James Mackintosh Qwilleran, ailurophile, popular newspaper columnist, and richest man in Moose County, is impressed with the new Mackintosh Inn, inside and out when he is given a private tour before the official opening. But he is amazed at the portrait of his late mother, Anne Mackintosh Qwilleran that was commissioned for the new inn.
The most influential citizens of Moose County attend the reception at the new inn, and everyone is impressed with the new facility, and also with the food prepared by the new chef.
The first guest to stay at the new inn buys good pieces of jewelry from people who need the money more than their baubles. After buying the jewelry he either passes the pieces on to his associates so they can fashion the gems and precious metals into new jewelry, or sells them to other customers. All transactions are cash only. Everything is going quite well until the jeweler is found suffocated by a pillow in the bed of the presidential suite.
And the desk clerk who had the night shift suddenly disappears. The timing seemed strange because the young man had been abandoned as a baby and found by Police Chief Andrew Brodie while he was working for the sheriff’s department years earlier.
Boze Campbell had just won first place in tossing the caber at a tri-county Scottish fair, and was now a local hero.
Back at the barn, Qwill’s Siamese cats, Koko and Yum Yum cover the remodeled apple barn where they live with Qwill with paper towels. Koko knocks a copy of Oedipus Rex off the bookshelf, breaks into the new penny bowl, and does a few other things to help Qwill see things from a slightly different perspective, and figure out who the killer is.
Qwill also learns more about his own background. Osmond Hasselrich, an outstanding country lawyer, dies. On his deathbed he asks his junior partner to give Qwill a folder containing letters from Qwill’s late mother to her dear friend Fanny Klingenschoen.
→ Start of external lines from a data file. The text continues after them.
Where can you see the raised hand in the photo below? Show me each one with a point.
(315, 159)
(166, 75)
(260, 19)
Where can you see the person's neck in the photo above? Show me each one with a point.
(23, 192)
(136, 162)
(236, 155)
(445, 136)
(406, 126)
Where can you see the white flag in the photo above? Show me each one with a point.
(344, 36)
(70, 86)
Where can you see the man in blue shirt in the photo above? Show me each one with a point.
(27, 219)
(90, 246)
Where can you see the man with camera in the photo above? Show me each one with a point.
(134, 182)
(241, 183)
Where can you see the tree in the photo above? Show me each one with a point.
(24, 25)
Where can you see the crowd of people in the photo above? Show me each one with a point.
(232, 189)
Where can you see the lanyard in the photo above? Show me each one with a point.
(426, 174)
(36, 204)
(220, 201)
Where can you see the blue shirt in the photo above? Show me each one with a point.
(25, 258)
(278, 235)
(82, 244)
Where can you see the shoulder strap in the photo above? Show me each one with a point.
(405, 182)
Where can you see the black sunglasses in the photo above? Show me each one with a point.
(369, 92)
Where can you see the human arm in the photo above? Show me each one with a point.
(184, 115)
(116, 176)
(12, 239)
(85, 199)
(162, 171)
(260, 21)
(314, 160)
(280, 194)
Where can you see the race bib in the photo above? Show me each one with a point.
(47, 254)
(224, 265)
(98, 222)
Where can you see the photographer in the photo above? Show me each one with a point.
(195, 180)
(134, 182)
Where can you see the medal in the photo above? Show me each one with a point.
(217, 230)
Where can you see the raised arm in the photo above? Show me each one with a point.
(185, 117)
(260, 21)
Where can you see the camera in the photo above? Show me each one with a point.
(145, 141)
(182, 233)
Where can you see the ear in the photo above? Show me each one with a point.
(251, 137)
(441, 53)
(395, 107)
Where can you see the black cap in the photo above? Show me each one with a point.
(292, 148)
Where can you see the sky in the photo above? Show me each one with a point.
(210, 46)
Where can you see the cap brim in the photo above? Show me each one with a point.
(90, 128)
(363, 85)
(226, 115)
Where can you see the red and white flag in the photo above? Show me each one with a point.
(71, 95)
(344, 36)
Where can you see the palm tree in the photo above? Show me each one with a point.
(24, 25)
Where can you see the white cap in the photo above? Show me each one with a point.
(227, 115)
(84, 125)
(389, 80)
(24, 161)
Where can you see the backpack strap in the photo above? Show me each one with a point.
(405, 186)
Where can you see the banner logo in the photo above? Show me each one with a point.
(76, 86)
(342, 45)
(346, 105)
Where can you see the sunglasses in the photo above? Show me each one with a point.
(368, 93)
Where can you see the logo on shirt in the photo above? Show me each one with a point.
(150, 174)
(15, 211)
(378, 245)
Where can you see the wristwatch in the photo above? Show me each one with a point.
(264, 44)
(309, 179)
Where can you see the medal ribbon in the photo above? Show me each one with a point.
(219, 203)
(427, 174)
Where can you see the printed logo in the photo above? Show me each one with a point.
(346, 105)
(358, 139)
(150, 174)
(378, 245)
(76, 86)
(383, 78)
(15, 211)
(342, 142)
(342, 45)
Qwill gets a glimpse of his mother as a young woman, and comes to understand why the woman he grew up calling “Aunt Fanny” would leave him the fortune that made him the richest man in the Northeastern Central United States. Qwill also learns from the letters how his parents met, fell in love, eloped, and why he never met his grandparents. He also learns some details about the father who died before he was born that are terribly disturbing.